Muitas pessoas com deficiência enfrentam barreiras adicionais ao longo de suas carreiras. Por isso, a legislação brasileira sempre previu regras de aposentadoria da pessoa com deficiência mais justas. Antes da Reforma da Previdência de 2019, o cálculo do INSS descartava as 20% menores contribuições da vida do trabalhador. Isso era excelente: ao retirar os meses com salários mais baixos, a média subia, resultando em um pagamento mensal maior e mais digno.
Contudo, a Reforma da Previdência (Emenda Constitucional 103/2019) mudou essa lógica para a regra geral, passando a considerar 100% dos salários, o que tende a puxar o valor do benefício para baixo.
A grande dúvida jurídica que surgiu é: essa nova regra geral da Reforma deve ser aplicada também à aposentadoria da pessoa com deficiência, ou esse grupo mantém o direito ao cálculo mais vantajoso previsto na Lei Complementar nº 142/2013?
É este o ponto central que a Turma Nacional de Uniformização (TNU) está prestes a decidir no julgamento do Tema 389.

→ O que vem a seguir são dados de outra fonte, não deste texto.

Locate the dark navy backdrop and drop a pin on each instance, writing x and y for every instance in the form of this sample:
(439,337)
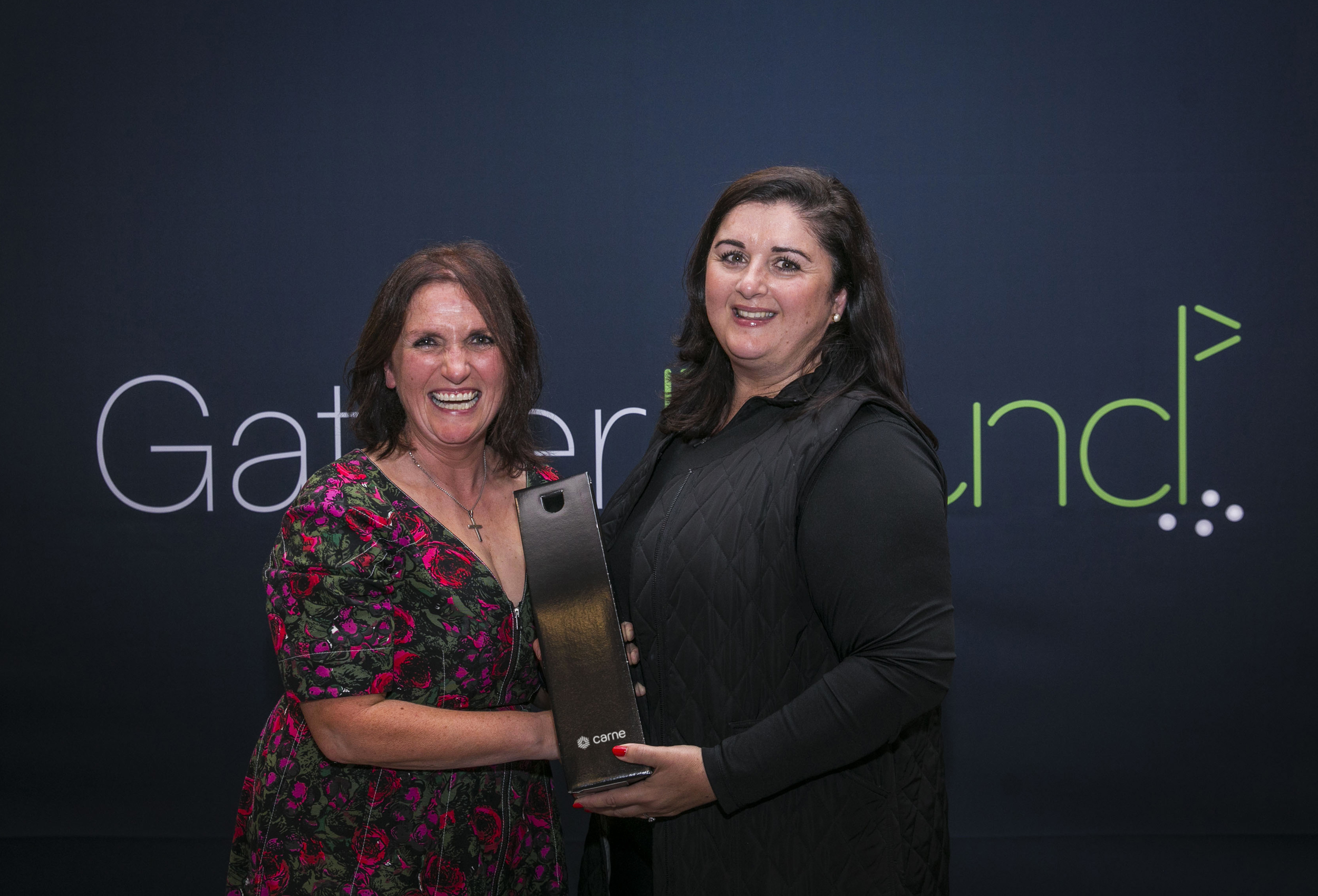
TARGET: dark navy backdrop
(212,193)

A decisão da TNU terá efeito em todo o país, uniformizando o entendimento dos Juizados Especiais Federais. O impacto financeiro é gigantesco. Se prevalecer o entendimento da 3ª Região (TRU3) — que já se posicionou a favor da manutenção do cálculo antigo —, milhares de pessoas que se aposentaram após a Reforma (pós-2019) poderão solicitar uma revisão do benefício para aumentar consideravelmente o valor que recebem mensalmente.
Por outro lado, se a TNU decidir que a Reforma anulou a regra benéfica, o cálculo desfavorável permanecerá. Para quem já está aposentado ou está prestes a pedir o benefício, o momento é crucial.
O resultado do Tema 389 definirá os rumos das revisões de aposentadorias concedidas pós-reforma. Advogados previdenciaristas precisam estar atentos a esse julgamento estratégico para resguardar o direito de seus clientes a um cálculo da aposentadoria potencialmente mais benéfico e digno.